Il diario segreto di Asia Argento: "Weinstein mostro, mi violenta"

Il fax dell'attrice mandato nel '97 alla cronista del Giornale. "Stasera a Roma c'è la festa della Miramax, lui è il mio boss"

Il diario segreto di Asia Argento: "Weinstein mostro, mi violenta"

Da giorni leggo le miserabili cronache di quel che ha fatto Harvey Weinstein a decine di giovani donne e provo un misto di rabbia e di orgoglio. La rabbia è il minimo sindacale per una cosa del genere.

L'orgoglio è per Asia, la meravigliosa e folle ragazza che di cognome fa Argento e che finalmente ha trovato il coraggio di parlare. A me l'ha raccontato 20 anni fa, quando siamo diventate amiche dopo una lunga e bellissima intervista che le ho fatto per un mensile femminile oggi chiuso. Ho perfino un fax che mi ha scritto poco prima che andasse a Cannes dove è avvenuta la violenza e mi sento ancora in colpa per non aver capito subito cosa stava rischiando. In fondo lei era una ragazzina e io una donna fatta. Avevo una specie di transfer materno nei suoi confronti, fin dal primo momento ho sentito il bisogno di proteggerla.

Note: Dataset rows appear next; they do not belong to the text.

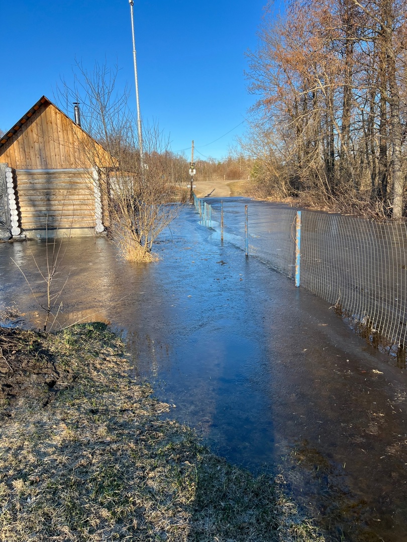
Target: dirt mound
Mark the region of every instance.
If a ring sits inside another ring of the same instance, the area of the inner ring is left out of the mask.
[[[68,369],[57,369],[54,356],[44,348],[39,334],[0,328],[0,412],[21,397],[36,398],[45,405],[59,382],[71,383]]]

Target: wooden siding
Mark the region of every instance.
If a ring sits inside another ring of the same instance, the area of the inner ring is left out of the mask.
[[[113,165],[115,159],[46,98],[0,146],[0,162],[15,169],[55,170]],[[41,103],[41,102],[40,102]],[[98,157],[93,164],[88,157]]]
[[[91,172],[17,170],[15,178],[23,229],[94,227]]]

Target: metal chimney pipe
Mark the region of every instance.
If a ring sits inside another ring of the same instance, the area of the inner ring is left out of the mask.
[[[73,114],[75,124],[80,126],[80,111],[79,110],[79,102],[74,102]]]

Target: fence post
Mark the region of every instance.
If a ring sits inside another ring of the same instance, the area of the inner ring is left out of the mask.
[[[246,257],[249,257],[249,206],[245,205],[245,244],[246,246]]]
[[[295,221],[295,286],[300,286],[300,271],[301,260],[301,211],[297,211]]]
[[[223,202],[220,202],[220,241],[223,243]]]

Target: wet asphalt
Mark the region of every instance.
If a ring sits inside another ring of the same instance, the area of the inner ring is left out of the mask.
[[[44,243],[0,244],[0,302],[43,317],[33,265]],[[63,325],[104,320],[128,341],[135,378],[212,449],[282,472],[328,540],[407,540],[407,380],[332,308],[225,242],[185,208],[153,264],[104,238],[64,246]],[[61,252],[60,255],[62,254]]]

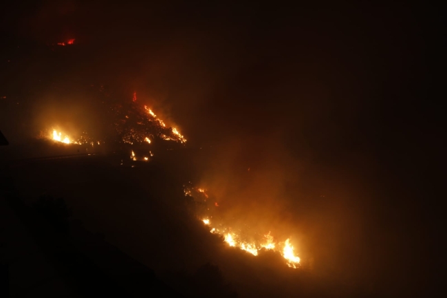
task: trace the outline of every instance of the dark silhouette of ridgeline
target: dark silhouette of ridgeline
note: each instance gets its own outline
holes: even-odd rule
[[[73,297],[183,297],[152,270],[105,242],[100,234],[88,231],[80,222],[69,223],[71,212],[63,200],[42,197],[33,206],[11,194],[1,200],[6,200],[26,226]],[[4,279],[9,266],[3,265],[2,295],[8,286]],[[47,297],[52,297],[52,293]]]
[[[8,140],[6,140],[6,138],[5,138],[5,136],[0,131],[0,146],[6,146],[8,145],[9,142],[8,142]]]

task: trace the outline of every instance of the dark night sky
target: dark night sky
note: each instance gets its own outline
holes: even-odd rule
[[[338,245],[353,258],[347,276],[367,270],[389,292],[426,290],[437,271],[426,257],[438,255],[440,237],[440,178],[429,177],[443,138],[431,50],[441,21],[428,8],[16,4],[1,9],[0,129],[12,143],[35,137],[50,105],[93,121],[94,111],[83,111],[91,84],[136,91],[191,146],[217,148],[204,182],[225,185],[242,165],[260,173],[253,184],[279,177],[269,189],[281,185],[288,198],[278,204],[304,218],[298,226],[318,226],[318,210],[327,224],[314,235],[342,222],[339,242],[311,241],[316,255]],[[290,198],[318,188],[336,198]]]

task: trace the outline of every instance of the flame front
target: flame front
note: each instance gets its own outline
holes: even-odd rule
[[[236,242],[235,242],[235,240],[233,240],[233,235],[229,233],[225,235],[225,242],[227,242],[230,246],[236,246]]]
[[[70,144],[72,142],[72,141],[70,141],[70,139],[68,138],[68,136],[65,136],[63,139],[61,135],[62,134],[61,132],[58,134],[56,129],[53,129],[53,140],[65,144]]]
[[[199,202],[208,202],[206,198],[208,195],[206,193],[206,189],[201,188],[186,187],[184,189],[185,195],[194,198],[194,195],[199,195],[199,197],[204,195],[205,198],[200,198],[197,199]],[[211,201],[212,202],[212,201]],[[206,203],[205,203],[206,204]],[[214,206],[218,207],[219,204],[215,202]],[[208,205],[208,206],[210,206]],[[211,208],[210,206],[210,208]],[[207,211],[210,210],[207,208]],[[208,212],[208,211],[206,211]],[[294,253],[294,247],[290,244],[290,239],[287,238],[284,242],[277,242],[274,237],[270,235],[270,232],[265,234],[261,239],[259,239],[255,235],[253,239],[248,237],[245,233],[241,230],[232,229],[229,226],[223,225],[222,223],[216,224],[212,222],[208,216],[202,217],[201,221],[206,225],[210,226],[210,232],[212,234],[221,235],[224,237],[224,241],[226,242],[230,246],[233,246],[245,251],[251,253],[254,256],[257,256],[262,250],[270,250],[281,254],[284,259],[285,259],[285,264],[289,266],[294,268],[298,268],[300,264],[299,257],[295,255]],[[219,226],[219,228],[217,226]],[[259,234],[258,234],[259,235]]]
[[[289,262],[287,263],[289,267],[296,268],[296,264],[300,262],[300,258],[294,254],[294,247],[290,244],[289,239],[285,240],[283,257]]]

Durante l'intervista mi aveva raccontato una storia che le avrebbe procurato un sacco di grane anche se si trattava di una ragazzata. Le promisi di non scriverla e lei da quel momento decise di fidarsi di me. Abbiamo avuto per parecchio tempo un fitto scambio di corrispondenza via fax perché all'epoca non esisteva la posta elettronica. Ho tenuto via tutti quei fax perché Asia scrive benissimo e io ho un debole per le frasi belle, divertenti, sorprendenti. In uno dei primi per consolarmi di un fidanzato fedifrago ha scritto: «Quasi tutti gli uomini sono dei fagioli in umido: con una cucchiaiata si può fare una strage». Mi aveva fatta ridere fino alle lacrime anche se poche righe prima aveva scritto: «Stasera c'era un festone per il capo della Miramax, mr Weinstein, che è a Roma, ma io non ci sono andata. Certo, è il mio boss, e allora? È un cicciabomba butterato. Ha una lingua lunga tre metri e me la vuole sempre infilare al caldo».

Seguiva una frase irripetibile su dove mr Weinstein doveva sbattere quella sua schifosa linguaccia e di lui per un po' di tempo non ho più sentito parlare. Poi Asia era andata a Cannes e io in giro per il mondo per le sfilate: parlavamo un po' al telefono, ci mandavamo un sacco di sms, ma per un paio di mesi non ci eravamo più scritte dei fax così folli e personali. Asia era depressa, di questo sono strasicura, ricordo di essermi preoccupata parecchio per lei perché non era più la simpatica guascona che mi sarebbe piaciuto avere come figlia pur sapendo benissimo che mi avrebbe dato un sacco di gatte da pelare. In settembre aveva compiuto 22 anni e poco dopo mi aveva mandato un fax con un'enorme margherita stilizzata: «Daniela, solo due parole di felicità. Mi ha appena chiamato a casa Abel Ferrara, vuole che domani stesso vado a NY per incontrare lui Willem Dafoe e Christopher Walker. Sono così felice che non credo che riuscirò a dormire... il mio regista preferito. Volevo solo dividere con te questo momento!».

Ero felice anch'io per lei e avevo continuato a esserlo finché una notte mi aveva telefonato in lacrime raccontandomi per filo e per segno quel che le aveva fatto a Cannes mr Weinstein. Ero annichilita dall'orrore. Non ebbi neanche bisogno di chiederle perché non avesse denunciato subito lo stupro: me lo disse lei. Ricordo le sue parole esatte: «Quel ciccione schifoso è così potente che la passerebbe liscia. A Monica Levinsky credono solo perché ha tenuto via il vestito. Perderei la stima di Abel. Non ci posso nemmeno pensare». Tentai di consolarla e alla fine le detti ragione: cerca di dimenticare, sei giovane, hai una vita davanti a te.

Quando incontrai mr Weinstein a una sfilata della sua ex moglie Giorgina Chapman, stilista (D'Agostino direbbe «per mancanza di prove») del brand Marchesa, mi rifiutai di stringergli la mano. Lui non se ne accorse nemmeno, perché gli americani lo fanno spesso. Hanno paura dei microbi, loro.